R中不同列的加权平均值
Weighted average for different columns in R
我想计算数据框中不同列的加权平均值
这是我的数据:
x.4 <- c(2,3,4,5)
a.4 <- c(2,3,4,5)
x.8 <- c(3,24,2,2)
a.8 <- c(2,3,4,7)
x.12 <- c(3,2,4,5)
a.12 <- c(3,2,4,5)
x.24 <- c(2,4,5,2)
a.24 <- c(2,4,5,2)
x.36 <- c(2,1,3,6)
a.36 <- c(2,4,5,2)
x.50 <- c(2,3,5,2)
a.50 <- c(2,3,5,20)
x.100 <- c(2,3,4,5)
a.100 <- c(2,3,4,5)
x.10000 <- c(2,3,46,2)
a.10000 <- c(2,32,46,2)
name_x <- c("a", "b", "c", "d")
df <- data.frame(name_x, x.4,a.4, x.8, a.8, x.12,a.12,x.24,a.24,x.36,a.36,x.50, a.50,x.100,a.100,x.10000, a.10000)

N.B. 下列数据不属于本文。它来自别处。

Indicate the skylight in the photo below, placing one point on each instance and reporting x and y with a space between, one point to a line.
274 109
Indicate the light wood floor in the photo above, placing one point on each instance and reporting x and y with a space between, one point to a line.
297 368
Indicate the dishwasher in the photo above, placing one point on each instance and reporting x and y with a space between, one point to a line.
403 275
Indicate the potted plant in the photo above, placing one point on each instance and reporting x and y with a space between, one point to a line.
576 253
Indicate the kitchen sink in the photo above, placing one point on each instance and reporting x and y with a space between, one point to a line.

我想要创建一个包含加权平均值的“x”和“a”变量,对于以 4 结尾的变量使用 8,以 8 结尾的变量使用 7,以 12 结尾的变量使用 6,以及依此类推
x = (x.4 * 8 + x.8 * 7 + x.12 * 6 + x.24 * 5 .......x.10000 * 1)/36
a = (a.4 * 8 + a.8 * 7 + a.12 * 6 + a.24 * 5 .......a.10000 * 1)/36
我创建了一个变量,每个权重值乘以我的列,然后除法,但这需要很多时间。在这种情况下,是否有更简洁的方法来计算加权平均值?
分段,可以使用
Xs <- grep("^x\.", names(df))
Xs_seq <- rev(seq_along(Xs))
as.matrix(df[Xs]) %*% matrix(Xs_seq, ncol = 1) / sum(Xs_seq)
# [,1]
# [1,] 2.361111
# [2,] 6.833333
# [3,] 4.888889
# [4,] 3.777778
As <- grep("^a\.", names(df))
As_seq <- rev(seq_along(As))
as.matrix(df[As]) %*% matrix(As_seq, ncol = 1) / sum(As_seq)
# [,1]
# [1,] 2.166667
# [2,] 3.888889
# [3,] 5.500000
# [4,] 5.805556
如果您的列名模式一致(例如“单个字母、一个句点、然后是数字”),则
Z <- unique(gsub("\..*", "", grep("^.\.[0-9]+$", names(df), value = TRUE)))
Z
# [1] "x" "a"
lapply(setNames(nm = Z), function(z) {
Zs <- grep(paste0("^", z, "\."), names(df))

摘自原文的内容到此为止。